La lecture de cet ouvrage nous permet de prendre conscience que ce n’est pas le conflit en tant que tel qui est néfaste à la vie, à l’apprentissage, aux relations interpersonnelles, mais la manière dont il est formulé et dont il est résolu. Dire « je ne suis pas d’accord avec toi » ou « je ne suis pas d’accord avec telle idée » n’induit pas de façon identique un conflit. La première formulation peut générer un conflit interpersonnel, là où la deuxième peut induire un conflit socio-cognitif. L’autrice insiste sur l'importance de la médiation par les éducateurs et les éducatrices qui doivent guider les discussions, s’assurer qu'elles restent constructives et éviter les dérives émotionnelles. Elle propose des techniques pour encourager les débats, comme le travail en petits groupes, les jeux de rôle et les discussions dirigées. Elle guide les pédagogues en précisant que le climat de classe ou d’un groupe en formation, où les désaccords sont vus positivement, lorsqu’ils sont formulés et traités de la bonne manière, facilitent les apprentissages car ils permettent un climat ouvert et collaboratif où la différence est vue comme une opportunité et non comme une difficulté. 

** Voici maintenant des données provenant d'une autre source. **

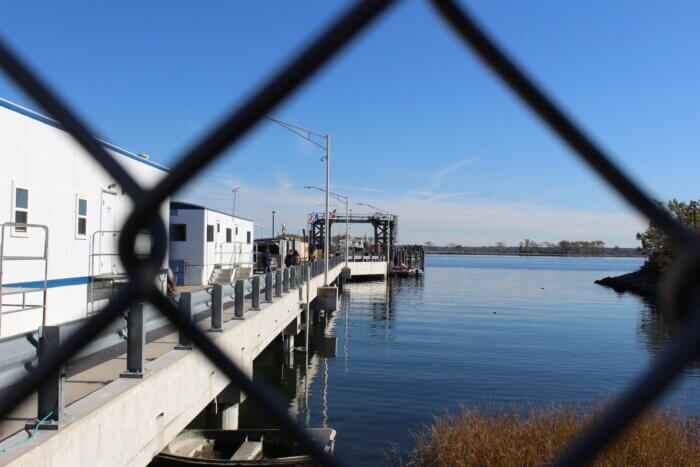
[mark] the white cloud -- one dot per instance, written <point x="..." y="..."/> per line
<point x="440" y="175"/>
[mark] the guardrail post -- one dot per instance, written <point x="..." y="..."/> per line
<point x="285" y="280"/>
<point x="278" y="283"/>
<point x="50" y="394"/>
<point x="135" y="342"/>
<point x="268" y="287"/>
<point x="238" y="299"/>
<point x="293" y="277"/>
<point x="184" y="342"/>
<point x="256" y="293"/>
<point x="217" y="308"/>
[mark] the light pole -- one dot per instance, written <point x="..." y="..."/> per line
<point x="388" y="227"/>
<point x="347" y="217"/>
<point x="235" y="195"/>
<point x="309" y="136"/>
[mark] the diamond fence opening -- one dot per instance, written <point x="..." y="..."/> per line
<point x="676" y="292"/>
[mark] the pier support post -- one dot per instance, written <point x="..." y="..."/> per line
<point x="185" y="308"/>
<point x="256" y="293"/>
<point x="135" y="342"/>
<point x="238" y="299"/>
<point x="217" y="308"/>
<point x="268" y="287"/>
<point x="278" y="283"/>
<point x="327" y="298"/>
<point x="50" y="396"/>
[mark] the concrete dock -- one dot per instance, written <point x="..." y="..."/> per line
<point x="127" y="421"/>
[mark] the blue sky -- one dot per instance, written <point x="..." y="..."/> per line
<point x="418" y="125"/>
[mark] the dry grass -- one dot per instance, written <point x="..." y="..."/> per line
<point x="490" y="437"/>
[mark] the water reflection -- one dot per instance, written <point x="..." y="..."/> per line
<point x="656" y="330"/>
<point x="304" y="373"/>
<point x="294" y="374"/>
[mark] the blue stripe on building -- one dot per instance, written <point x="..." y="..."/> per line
<point x="48" y="121"/>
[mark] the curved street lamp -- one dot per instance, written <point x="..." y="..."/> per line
<point x="345" y="199"/>
<point x="309" y="136"/>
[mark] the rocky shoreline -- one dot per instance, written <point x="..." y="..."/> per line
<point x="643" y="282"/>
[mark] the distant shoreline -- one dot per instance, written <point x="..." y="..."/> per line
<point x="573" y="255"/>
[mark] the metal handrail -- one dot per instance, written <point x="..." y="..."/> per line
<point x="44" y="258"/>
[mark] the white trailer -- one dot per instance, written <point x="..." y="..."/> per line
<point x="74" y="211"/>
<point x="209" y="246"/>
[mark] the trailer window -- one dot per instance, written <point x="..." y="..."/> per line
<point x="21" y="208"/>
<point x="178" y="232"/>
<point x="81" y="217"/>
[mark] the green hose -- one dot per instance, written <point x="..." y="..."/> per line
<point x="32" y="434"/>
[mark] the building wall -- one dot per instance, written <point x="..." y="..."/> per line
<point x="192" y="249"/>
<point x="45" y="160"/>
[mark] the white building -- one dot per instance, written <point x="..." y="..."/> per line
<point x="209" y="246"/>
<point x="48" y="179"/>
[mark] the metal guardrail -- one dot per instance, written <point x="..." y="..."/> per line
<point x="675" y="295"/>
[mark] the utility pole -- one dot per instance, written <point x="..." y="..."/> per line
<point x="309" y="136"/>
<point x="235" y="195"/>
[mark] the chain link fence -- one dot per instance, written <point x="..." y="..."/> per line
<point x="677" y="290"/>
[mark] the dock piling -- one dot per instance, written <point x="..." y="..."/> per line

Le rôle de l'éducateur-trice

Le livre de Céline Darnon et de ses collaborateurs offre une perspective précieuse pour les pédagogues en soulignant l’importance des conflits dans tous processus éducatifs. En adoptant une approche proactive et positive des désaccords, les éducateurs et les éducatrices peuvent transformer les conflits en outils pédagogiques puissants, favorisant un apprentissage profond et durable chez leurs apprenants et apprenantes.

 

1Jean Piaget (1896-1980), est un biologiste, psychologue et épistémologue suisse. Il considère que l'adaptation d'un individu à son environnement est le résultat d'un processus de transformation tendant vers l'équilibre. L'état d'équilibre permanent est impossible, l'environnement et l'individu n'étant pas statiques. 

Pour que la séquence épistémique et le progrès cognitif se poursuivent (…), il faut que l’environnement fournisse des éléments en opposition, c’est à dire en conflit avec une connaissance initiale.